Le resultaba imposible dormir. Días después de haber contemplado pasar el cortejo fúnebre hacia la iglesia del enterramiento, Francisco aún no había sido capaz de conciliar el sueño. Por más que Josefa intentaba convencerle de que se acostara, el cerrajero prefería pasar la noche en vela, cayendo a ratos rendido sobre la mesa, acuciado por la imagen del rostro exánime de María. Estaba desolado. Muchas veces se encerraba en la fragua para dar rienda suelta a su tristeza, llorando solo.

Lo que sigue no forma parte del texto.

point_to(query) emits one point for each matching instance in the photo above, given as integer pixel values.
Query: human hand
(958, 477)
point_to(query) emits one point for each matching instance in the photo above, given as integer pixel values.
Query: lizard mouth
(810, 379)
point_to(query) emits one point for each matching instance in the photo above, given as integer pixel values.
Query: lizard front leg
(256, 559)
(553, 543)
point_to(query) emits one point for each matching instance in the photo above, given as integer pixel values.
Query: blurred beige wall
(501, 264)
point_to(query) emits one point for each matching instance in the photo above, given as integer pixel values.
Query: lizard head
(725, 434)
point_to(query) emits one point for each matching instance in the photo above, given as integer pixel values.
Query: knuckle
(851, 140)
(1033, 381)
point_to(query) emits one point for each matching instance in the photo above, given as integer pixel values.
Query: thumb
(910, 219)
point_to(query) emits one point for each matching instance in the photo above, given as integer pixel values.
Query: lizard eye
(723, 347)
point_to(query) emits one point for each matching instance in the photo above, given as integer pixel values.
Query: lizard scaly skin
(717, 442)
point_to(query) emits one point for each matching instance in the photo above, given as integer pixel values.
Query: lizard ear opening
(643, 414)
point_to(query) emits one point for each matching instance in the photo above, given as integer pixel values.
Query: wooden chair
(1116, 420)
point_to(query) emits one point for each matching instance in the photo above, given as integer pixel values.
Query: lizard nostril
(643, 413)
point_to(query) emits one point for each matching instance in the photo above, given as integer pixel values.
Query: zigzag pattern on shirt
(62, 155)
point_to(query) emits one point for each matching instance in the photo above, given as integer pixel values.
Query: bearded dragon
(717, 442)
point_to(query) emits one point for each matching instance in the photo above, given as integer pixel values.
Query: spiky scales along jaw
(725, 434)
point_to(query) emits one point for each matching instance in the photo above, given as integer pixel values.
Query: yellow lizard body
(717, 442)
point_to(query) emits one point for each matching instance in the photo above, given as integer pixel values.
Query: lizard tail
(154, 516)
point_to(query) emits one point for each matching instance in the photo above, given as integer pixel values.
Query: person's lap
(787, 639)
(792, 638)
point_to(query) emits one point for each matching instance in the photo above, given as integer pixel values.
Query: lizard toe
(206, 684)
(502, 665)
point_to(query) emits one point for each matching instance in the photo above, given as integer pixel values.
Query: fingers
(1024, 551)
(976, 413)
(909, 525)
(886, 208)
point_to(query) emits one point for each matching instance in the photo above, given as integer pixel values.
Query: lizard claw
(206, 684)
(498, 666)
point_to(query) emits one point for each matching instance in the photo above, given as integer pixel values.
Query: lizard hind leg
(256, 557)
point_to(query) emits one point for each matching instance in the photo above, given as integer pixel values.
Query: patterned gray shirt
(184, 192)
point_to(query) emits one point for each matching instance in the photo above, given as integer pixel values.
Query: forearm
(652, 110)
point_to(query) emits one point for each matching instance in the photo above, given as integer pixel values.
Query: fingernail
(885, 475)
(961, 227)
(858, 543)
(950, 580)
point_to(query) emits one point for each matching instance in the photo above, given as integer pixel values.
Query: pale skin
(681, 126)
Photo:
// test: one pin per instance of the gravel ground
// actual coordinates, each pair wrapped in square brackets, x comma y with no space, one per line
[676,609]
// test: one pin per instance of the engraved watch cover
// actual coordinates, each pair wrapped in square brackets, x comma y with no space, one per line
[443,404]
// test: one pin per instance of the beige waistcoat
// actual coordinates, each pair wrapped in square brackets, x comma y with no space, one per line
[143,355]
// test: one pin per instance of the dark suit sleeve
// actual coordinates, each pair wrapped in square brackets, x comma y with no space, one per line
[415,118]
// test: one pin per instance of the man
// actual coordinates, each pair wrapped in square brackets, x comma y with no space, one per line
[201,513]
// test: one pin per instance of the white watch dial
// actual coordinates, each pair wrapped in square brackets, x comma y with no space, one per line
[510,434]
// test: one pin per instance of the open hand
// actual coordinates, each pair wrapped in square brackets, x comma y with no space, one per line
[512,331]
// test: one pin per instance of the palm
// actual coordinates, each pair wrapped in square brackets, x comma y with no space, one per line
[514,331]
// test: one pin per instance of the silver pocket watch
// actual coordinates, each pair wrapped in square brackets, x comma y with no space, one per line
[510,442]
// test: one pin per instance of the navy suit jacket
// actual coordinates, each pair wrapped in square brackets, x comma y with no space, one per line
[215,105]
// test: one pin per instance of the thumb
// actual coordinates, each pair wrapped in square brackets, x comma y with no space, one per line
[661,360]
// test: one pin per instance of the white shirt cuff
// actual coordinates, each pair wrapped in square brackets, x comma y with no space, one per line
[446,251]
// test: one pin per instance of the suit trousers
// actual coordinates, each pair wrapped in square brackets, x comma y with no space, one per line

Josefa se había dado cuenta del sentimiento de su marido después de la muerte de esa dama. Por mucho que hubiera tratado de obviarlo a lo largo de todos estos años, ahora se daba cuenta de cuánto había amado Francisco a la condesa de Valdeparaíso. Josefa era de buen corazón y sentía lástima por el terrible final de aquella hermosa mujer. La tristeza que su muerte provocaba en Francisco le taladraba el alma. No sabía cómo consolarle. Se sentía frustrada por no haber sido capaz de despertar en él un sentimiento de amor tan profundo, pero no pensaba desistir. Francisco iba a necesitar más que nunca su cariño y su hombro para desahogarse.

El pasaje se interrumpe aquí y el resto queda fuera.